Mary Ellis is Gutzon Borglum’s daughter. Paha Sapa nods.
— So I want the demonstration blast to go off really smooth, Billy. Really smooth. Five charges. I figure beneath the fresh granite here, cheating a little toward Lincoln so it’ll be more visible. Who would you like to do the drilling for you tomorrow? Merle Peterson? Palooka?
Paha Sapa rubs his jaw. Sensation there and everywhere is muted because of the pain throughout his body.
— Yes, Payne would be good. He knows what I want for the charges even before I say it.
Paha Sapa and Jack “Palooka” Payne have been working together almost every day of the blazing summer on both the Lincoln head and the granite field being readied for Teddy Roosevelt.
Borglum nods.
— I’ll tell Lincoln to assign Palooka to you tomorrow. Anything else you need? I do want this demonstration blast to go smoothly.

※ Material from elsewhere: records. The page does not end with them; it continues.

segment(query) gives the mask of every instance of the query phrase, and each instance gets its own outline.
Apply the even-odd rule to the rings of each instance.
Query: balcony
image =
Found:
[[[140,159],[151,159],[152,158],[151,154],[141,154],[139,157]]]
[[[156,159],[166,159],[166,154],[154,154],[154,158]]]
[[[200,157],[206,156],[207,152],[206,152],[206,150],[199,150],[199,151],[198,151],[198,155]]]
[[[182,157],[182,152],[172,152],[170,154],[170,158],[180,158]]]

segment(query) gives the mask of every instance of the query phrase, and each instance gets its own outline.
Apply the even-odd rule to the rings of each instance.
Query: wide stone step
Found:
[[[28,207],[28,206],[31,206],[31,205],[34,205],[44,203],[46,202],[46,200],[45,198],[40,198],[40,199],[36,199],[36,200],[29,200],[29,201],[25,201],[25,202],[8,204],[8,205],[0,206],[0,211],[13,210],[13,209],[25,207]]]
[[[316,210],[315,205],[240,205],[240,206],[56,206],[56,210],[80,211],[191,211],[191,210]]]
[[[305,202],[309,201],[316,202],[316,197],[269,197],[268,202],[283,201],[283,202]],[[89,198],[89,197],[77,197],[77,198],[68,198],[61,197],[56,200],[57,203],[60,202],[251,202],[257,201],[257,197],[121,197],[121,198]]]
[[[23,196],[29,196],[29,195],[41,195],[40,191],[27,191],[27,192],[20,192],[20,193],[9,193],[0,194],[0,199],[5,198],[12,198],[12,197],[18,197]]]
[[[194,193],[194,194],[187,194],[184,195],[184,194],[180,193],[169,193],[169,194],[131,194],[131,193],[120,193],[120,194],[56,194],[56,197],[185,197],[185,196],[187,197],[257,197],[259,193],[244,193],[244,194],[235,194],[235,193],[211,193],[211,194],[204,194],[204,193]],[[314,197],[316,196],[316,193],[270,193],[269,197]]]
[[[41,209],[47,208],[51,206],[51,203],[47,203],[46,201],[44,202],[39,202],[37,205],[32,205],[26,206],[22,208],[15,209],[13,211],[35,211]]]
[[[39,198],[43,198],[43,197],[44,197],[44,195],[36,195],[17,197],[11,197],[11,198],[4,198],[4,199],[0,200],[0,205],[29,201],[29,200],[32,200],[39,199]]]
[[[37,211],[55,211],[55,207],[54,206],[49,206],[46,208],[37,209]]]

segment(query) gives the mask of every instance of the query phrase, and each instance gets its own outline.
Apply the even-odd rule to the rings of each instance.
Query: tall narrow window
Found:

Paha Sapa looks Borglum in the eye. The intelligence and determination he sees looking back is—has always been—almost frightening. Is frightening to most people.
— Well, Mr. Borglum, this is the president of the United States.
Borglum scowls. His displeasure at the reminder rolls off him in a wave that is as palpable as the late-August heat.
— Damn it, Billy, I know that. What’s your point?
— My point is that the president is usually met with a twenty-one-gun salute. Isn’t that the protocol?
Borglum grunts.
— Anyway, it wouldn’t take that much more effort for me tomorrow, especially if I have Palooka and Merle as drillers, to rig twenty-one charges from just to the left of Washington’s lapel all the way around to where we’ll be blasting Lincoln’s chin out someday. And I could rig them in a series, so everyone could tell there were twenty-one separate blasts.